Question

How do you solve $\log (5x + 2) = \log (2x - 5)$?

Answer 1

Hint:Equate the argument of logs on both sides. To solve this question, the first thing we will do is to equate the arguments of both the log. So, $5x + 2 = 2x - 5$. Now, we will solve this equation for x as it only has one single variable. This step will give us the value of $x = \dfrac{{ - 7}}{3}$ which will be the final solution of $\log (5x + 2) = \log (2x - 5)$.

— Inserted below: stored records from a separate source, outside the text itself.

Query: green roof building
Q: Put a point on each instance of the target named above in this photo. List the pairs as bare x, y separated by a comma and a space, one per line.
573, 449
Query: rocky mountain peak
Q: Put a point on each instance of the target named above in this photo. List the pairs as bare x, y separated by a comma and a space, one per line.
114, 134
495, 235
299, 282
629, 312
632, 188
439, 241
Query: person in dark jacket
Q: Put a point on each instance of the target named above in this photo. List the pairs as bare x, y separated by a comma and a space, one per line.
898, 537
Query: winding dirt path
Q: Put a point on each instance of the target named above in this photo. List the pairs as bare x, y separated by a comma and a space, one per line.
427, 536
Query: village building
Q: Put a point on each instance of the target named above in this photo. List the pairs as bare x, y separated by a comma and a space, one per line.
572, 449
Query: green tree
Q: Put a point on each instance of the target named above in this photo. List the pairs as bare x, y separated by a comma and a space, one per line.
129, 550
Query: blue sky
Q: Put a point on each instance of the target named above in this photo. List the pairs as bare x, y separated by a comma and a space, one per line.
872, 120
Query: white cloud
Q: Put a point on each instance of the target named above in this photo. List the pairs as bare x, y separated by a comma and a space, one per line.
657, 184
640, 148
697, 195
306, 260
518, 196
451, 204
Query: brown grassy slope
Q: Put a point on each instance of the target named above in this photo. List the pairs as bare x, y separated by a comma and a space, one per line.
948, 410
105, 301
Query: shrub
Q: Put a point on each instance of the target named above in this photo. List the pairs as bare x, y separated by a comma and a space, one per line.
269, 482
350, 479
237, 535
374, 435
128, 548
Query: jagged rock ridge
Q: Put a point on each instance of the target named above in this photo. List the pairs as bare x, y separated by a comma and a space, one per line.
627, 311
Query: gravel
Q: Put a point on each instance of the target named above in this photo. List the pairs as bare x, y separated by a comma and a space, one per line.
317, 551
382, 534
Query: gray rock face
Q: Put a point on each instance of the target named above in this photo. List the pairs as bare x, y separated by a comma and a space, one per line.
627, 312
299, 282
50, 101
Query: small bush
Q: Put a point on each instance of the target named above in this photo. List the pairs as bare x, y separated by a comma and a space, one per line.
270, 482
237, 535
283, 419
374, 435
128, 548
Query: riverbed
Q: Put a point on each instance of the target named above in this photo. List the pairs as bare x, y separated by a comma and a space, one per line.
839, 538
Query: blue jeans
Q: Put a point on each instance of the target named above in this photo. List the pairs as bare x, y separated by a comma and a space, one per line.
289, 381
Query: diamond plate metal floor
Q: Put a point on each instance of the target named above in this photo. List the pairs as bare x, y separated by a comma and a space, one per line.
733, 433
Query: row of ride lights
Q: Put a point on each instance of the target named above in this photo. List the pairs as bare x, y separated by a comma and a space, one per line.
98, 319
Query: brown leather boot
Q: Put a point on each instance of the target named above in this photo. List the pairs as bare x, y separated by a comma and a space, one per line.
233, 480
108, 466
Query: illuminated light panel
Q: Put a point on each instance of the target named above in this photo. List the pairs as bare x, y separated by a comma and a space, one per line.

Complete step by step solution:
The given equation we have is $\log (5x + 2) = \log (2x - 5)$
Now, let’s consider
$a = 5x + 2$
And
$b = 2x - 5$
So, we can rewrite the given equation as:-
$
\log (5x + 2) = \log (2x - 5) \\
\Rightarrow \log a = \log b \\
$
We can now see that, both the LHS and RHS side have logs on both sides.
And since log is the only term on both the sides a must be equal to b.
Hence, if we equate the two terms we will get:-
$
a = b \\
\Rightarrow 5x + 2 = 2x - 5 \\
$
Now, subtracting 2 both the sides we will get:-
$
5x + 2 = 2x - 5 \\
5x + 2 - 2 = 2x - 5 - 2 \\
5x = 2x - 7 \\
$
To simplify further, we will subtract 2x on both the sides, we will get:-
$
5x - 2x = 2x - 2x - 7 \\
$
Now, we will divide each side by 3, we will get:-
$
\dfrac{{3x}}{3} = \dfrac{{ - 7}}{3} \\
\Rightarrow x = \dfrac{{ - 7}}{3} \\
$
Therefore, we can conclude that $x = \dfrac{{ - 7}}{3}$.
Solution of $\log (5x + 2) = \log (2x - 5)$is$x = \dfrac{{ - 7}}{3}$.
Now, to check whether this solution is correct or not, we will put $x = \dfrac{{ - 7}}{3}$in $\log (5x + 2) = \log (2x - 5)$.
So,
$
\log (5x + 2) = \log (2x - 5) \\
\Rightarrow \log \left( {5 \times \dfrac{{ - 7}}{3} + 2} \right) = \log \left( {2 \times \dfrac{{ - 7}}{3} -
5} \right) \\
\Rightarrow \log \left( {\dfrac{{ - 35}}{3} + 2} \right) = \log \left( {\dfrac{{ - 14}}{3} - 5} \right)
\\
\Rightarrow \log \left( {\dfrac{{ - 35 + 6}}{3}} \right) = \log \left( {\dfrac{{ - 14 - 15}}{3}} \right)
\\
\Rightarrow \log \left( {\dfrac{{ - 29}}{3}} \right) = \log \left( {\dfrac{{ - 29}}{3}} \right) \\
\therefore LHS = RHS \\
$
Hence, our answer is correct.

Note: Arguments of both the logs are equated only because the question had only log terms. If any one side had 1 or more than 1 term extra, then we would not have done this step. In those cases, we would have simplified the question more to get a more step and solve the question from there.